Jesus, for like the 100th time, nobody (even Wrangor) is arguing against it in the case of health concerns for the mother. But 95% of abortions don't involve health concerns for the mother (or rape, or incest, or the other insignificant excuses). Stop arguing against it.
What on earth are you talking about? Does anyone even read the preceding posts before responding? Or do you rely on your preconceived notions of morality and Fox-news inspired talking points to respond without thinking first?
I am
not talking about exceptions in the case of health concerns for the mother. I AM TALKING ABOUT WOMEN'S RIGHTS. Like a woman's right to decide what to do with her own body. Reproductive rights, in general. Or that a woman should be paid the same as a man for the same job. Or violence against women. Institutional oppression. Things like that.
I've said it before, but I agree with Wrangor that to call it anything other than murder is just conscious blinders by whoever is trying to justify it to themselves; however I also don't think it wrong to give that murderous decision to the mother, but just call it what it is. And if we are to treat that as legal, then other types of murder-for-convenience should be legal as well (physician-assisted suicide; third-party euthanasia; life-without-parole death squads, etc.)
So we agree, more or less. Great.
Wrangor is still caught up in the fact that someone (a lot of people, actually) can be anti-abortion for reasons other than MURDER or vote pro-choice for reasons other than the life of a fetus.
By this logic, should contraception not be considered immoral/illegal too? It's preventing the "potential to become life." Or Plan B?
I'd be interested in answers from both the ideologically pure (Wrangor) and the philosophically curious (wakephan09 and others).
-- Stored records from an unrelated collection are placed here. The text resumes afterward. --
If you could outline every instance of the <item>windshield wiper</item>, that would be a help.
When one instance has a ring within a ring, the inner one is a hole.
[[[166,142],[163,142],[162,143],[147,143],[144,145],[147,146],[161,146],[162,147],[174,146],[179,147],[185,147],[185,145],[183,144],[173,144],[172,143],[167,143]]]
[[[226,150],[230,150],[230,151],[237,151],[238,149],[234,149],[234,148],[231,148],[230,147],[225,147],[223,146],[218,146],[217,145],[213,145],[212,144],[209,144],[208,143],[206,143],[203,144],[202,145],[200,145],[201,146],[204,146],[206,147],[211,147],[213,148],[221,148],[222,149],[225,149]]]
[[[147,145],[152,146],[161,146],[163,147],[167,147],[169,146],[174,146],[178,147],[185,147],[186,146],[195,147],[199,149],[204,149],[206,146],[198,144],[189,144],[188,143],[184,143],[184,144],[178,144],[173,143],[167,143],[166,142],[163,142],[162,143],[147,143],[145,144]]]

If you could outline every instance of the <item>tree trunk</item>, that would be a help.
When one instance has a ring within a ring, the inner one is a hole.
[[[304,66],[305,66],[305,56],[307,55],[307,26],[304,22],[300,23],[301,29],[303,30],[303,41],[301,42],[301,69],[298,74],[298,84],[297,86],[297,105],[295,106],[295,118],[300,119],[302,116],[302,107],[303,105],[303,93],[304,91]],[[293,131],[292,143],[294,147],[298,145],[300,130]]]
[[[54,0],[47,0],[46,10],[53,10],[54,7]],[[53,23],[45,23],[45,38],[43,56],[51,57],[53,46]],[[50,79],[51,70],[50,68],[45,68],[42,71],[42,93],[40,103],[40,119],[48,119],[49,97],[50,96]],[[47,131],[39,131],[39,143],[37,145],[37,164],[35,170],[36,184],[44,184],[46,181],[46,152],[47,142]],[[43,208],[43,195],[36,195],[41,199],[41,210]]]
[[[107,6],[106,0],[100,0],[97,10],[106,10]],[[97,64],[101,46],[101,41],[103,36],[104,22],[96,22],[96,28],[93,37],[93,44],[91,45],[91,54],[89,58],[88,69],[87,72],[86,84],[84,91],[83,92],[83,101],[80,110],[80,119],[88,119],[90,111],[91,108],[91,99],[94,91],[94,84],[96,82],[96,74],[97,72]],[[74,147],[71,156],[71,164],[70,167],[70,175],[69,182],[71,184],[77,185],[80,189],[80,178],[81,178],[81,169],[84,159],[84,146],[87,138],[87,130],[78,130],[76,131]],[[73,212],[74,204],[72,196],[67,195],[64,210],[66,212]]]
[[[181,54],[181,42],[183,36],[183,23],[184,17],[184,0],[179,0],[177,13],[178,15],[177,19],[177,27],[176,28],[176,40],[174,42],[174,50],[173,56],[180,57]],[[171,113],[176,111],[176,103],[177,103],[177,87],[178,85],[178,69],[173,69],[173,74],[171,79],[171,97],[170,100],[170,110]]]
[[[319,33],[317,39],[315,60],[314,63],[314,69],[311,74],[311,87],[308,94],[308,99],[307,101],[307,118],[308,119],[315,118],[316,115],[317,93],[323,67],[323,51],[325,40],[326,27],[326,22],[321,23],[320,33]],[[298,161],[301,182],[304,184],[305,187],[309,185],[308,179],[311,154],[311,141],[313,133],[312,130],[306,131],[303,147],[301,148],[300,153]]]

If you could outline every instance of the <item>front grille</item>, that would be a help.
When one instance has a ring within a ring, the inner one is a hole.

David Lodge, in 1980, on the question:
"Any intelligent, educated Catholic of that generation [early 60s, pre-Pope Paul VI] who had remained a practising Catholic through adolescence and early adulthood had made a kind of existential contract: in return for the reassurance and stability afforded by the Catholic metaphysical system, one accepted the moral imperatives that went with it, even if they were in practice sometimes inhumanely difficult and demanding. It was precisely the strength of the system that it was total, comprehensive and uncompromising, and it seemed to those brought up in the system that to question one part of it was to question all of it, and that to pick and choose among its moral imperatives, flouting those which were inconveniently difficult, was simply hypocritical."
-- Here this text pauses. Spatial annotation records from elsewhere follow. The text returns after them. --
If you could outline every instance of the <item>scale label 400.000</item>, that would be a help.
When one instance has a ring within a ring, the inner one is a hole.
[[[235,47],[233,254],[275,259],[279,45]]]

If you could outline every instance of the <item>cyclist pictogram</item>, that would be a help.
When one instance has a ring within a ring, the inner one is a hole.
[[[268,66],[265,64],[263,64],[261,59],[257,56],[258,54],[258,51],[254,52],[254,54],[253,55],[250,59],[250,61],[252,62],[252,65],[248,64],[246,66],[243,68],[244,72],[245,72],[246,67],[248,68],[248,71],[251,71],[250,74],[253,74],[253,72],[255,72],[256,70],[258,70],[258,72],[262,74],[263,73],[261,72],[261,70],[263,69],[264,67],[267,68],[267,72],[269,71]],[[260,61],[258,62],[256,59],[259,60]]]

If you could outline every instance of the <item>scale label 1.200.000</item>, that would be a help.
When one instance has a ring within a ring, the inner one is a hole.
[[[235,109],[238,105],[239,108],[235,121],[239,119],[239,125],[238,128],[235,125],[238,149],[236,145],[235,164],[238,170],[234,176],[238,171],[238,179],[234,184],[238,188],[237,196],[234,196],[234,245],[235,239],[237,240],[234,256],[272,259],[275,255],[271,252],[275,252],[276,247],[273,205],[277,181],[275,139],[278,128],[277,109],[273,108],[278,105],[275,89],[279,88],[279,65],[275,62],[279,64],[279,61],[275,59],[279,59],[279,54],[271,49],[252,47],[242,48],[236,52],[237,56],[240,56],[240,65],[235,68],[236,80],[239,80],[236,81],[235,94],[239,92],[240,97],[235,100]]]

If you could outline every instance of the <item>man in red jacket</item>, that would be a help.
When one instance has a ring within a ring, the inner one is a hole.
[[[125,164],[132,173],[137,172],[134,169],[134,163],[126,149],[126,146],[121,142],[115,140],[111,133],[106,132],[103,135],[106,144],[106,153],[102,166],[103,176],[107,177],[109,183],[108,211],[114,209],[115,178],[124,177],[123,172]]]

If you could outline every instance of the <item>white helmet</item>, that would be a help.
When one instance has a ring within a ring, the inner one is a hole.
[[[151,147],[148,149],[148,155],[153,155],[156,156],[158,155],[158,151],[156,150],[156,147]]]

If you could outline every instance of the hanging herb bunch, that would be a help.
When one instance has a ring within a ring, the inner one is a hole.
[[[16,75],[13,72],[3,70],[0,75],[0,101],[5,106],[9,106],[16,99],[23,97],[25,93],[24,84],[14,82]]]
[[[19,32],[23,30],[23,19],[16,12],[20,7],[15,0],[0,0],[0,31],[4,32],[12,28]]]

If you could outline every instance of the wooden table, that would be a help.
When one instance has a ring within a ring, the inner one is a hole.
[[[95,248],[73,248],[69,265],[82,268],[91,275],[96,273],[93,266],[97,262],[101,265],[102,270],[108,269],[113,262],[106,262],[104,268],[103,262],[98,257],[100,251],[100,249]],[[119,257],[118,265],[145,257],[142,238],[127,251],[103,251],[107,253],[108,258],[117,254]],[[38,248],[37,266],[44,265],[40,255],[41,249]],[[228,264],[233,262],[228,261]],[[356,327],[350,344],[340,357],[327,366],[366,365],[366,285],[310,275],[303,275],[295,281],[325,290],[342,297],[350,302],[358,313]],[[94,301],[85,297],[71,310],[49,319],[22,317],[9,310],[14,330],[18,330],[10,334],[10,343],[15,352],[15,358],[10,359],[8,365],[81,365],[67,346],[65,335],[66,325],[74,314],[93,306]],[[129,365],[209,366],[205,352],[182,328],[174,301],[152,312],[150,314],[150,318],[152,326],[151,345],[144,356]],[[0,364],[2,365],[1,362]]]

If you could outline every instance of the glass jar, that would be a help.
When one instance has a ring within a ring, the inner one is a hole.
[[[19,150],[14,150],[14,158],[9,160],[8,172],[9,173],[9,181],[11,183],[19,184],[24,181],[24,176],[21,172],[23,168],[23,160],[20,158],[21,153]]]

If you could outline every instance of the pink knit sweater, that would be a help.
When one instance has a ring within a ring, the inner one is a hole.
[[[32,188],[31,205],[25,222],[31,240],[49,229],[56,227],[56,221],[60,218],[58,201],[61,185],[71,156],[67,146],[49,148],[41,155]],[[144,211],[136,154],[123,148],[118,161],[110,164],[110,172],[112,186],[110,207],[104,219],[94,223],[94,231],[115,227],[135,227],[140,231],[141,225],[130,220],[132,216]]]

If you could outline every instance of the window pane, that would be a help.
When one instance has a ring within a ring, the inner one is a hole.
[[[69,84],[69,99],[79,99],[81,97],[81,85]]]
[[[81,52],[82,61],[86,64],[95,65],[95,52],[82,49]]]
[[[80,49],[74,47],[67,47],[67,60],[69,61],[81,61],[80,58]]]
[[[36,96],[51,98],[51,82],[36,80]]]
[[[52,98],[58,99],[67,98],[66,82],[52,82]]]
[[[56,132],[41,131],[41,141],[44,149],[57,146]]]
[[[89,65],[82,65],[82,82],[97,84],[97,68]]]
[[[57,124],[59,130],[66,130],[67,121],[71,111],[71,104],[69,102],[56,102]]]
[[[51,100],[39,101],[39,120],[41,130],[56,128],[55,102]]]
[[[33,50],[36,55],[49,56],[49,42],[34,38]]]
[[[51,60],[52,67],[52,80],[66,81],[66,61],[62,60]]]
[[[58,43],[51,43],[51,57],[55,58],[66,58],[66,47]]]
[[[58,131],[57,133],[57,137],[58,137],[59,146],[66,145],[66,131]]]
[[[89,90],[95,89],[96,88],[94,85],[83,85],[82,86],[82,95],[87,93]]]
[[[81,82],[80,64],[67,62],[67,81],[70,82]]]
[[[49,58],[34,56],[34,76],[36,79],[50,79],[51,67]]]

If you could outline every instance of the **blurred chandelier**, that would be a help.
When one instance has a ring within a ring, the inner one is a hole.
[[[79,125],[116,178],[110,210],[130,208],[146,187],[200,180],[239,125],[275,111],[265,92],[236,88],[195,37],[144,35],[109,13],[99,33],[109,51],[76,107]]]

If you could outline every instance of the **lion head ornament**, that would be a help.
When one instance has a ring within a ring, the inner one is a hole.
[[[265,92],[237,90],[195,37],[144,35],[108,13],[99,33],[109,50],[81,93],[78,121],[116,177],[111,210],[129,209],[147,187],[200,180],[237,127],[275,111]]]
Based on their responses, it seems that most of those people on this thread think that life begins at contraception, and it was only me that proposed the "potential for life" supposition. I suggested it as a hypothetical (in the third person) primarily to posit the flaws in Wrangor's logic (because he really does seem genuinely interested in justifying his personal religious beliefs logically -- e.g. on war). I don't like abortion for a variety of personal reasons, but none of which are because I think it is murder. But none of those reasons are more important, in my opinion, than giving women the right to decide what to do with their own bodies (and again, for 2&2, this is
NOT a reference to health concerns for the mother).